Improving Control and Reproducibility of PyTorch DataLoader with Sampler Instead of Shuffle Argument

hengtao tantai
8 min readFeb 22, 2023

DataLoader is a class that provides an iterable over a given dataset in Pytorch, which can be used to efficiently load data in parallel during training or testing of a neural network model.

The shuffle argument in PyTorch's DataLoader constructor is a boolean value that indicates whether the data should be shuffled before each epoch. By default, it is set to False. When shuffle is set to True, the data is randomly shuffled before each epoch, so the order of the data is different in each epoch.

Shuffling the data can be useful in training deep learning models because it helps prevent the model from memorizing the order of the data. If the data is not shuffled, the model may learn to predict the next sample based on the order of the data, rather than learning the underlying patterns in the data.

However, shuffling the data can be computationally expensive for large datasets, and it can also make the training process less reproducible. To address these issues, PyTorch provides several built-in implementations of the Sampler class, which can be used instead of the shuffle argument to control how the data is sampled.

Photo by Julian Hochgesang on Unsplash

What is Sampler in Dataloader

A Sampler is an object that defines the strategy for sampling elements from the dataset that the DataLoader will use.
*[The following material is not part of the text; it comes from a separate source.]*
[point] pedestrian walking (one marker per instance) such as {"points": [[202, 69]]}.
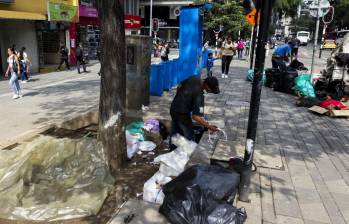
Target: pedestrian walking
{"points": [[281, 55], [296, 43], [219, 47], [240, 47], [210, 64], [64, 57], [164, 52], [227, 56], [24, 62], [80, 58], [13, 68], [247, 47]]}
There are different types of samplers available in PyTorch. Some commonly used samplers are:

  1. SequentialSampler: Samples elements from the dataset sequentially.
  2. RandomSampler: Samples elements from the dataset randomly without replacement.
  3. SubsetRandomSampler: Samples elements randomly from a given list of indices.
  4. WeightedRandomSampler: Samples elements from the dataset with given weights.
  5. DistributedSampler:Samples elements for distributed training

Use sampler instead of the shuffle

It is generally recommended to use a sampler instead of the shuffle argument when creating a DataLoader , especially when you want more control over the sampling process. Here are some reasons why you might want to use a sampler instead:

  1. Reproducibility: When you use the shuffle argument, the order of the data can be different each time you run your code, which can make it difficult to reproduce your results. Using a sampler with a fixed seed allows you to control the order of the data, making your results more reproducible.
  2. Customization: With a sampler, you can define your own sampling strategy, such as sampling a fixed subset of the data, or sampling the data with a certain probability distribution. This can be useful in scenarios where you have imbalanced classes or want to implement a custom sampling strategy.
  3. Flexibility: When you use the shuffle argument, the data is shuffled before each epoch, which can be computationally expensive for large datasets. With a sampler, you have more control over how often the data is shuffled, which can be useful for optimizing performance.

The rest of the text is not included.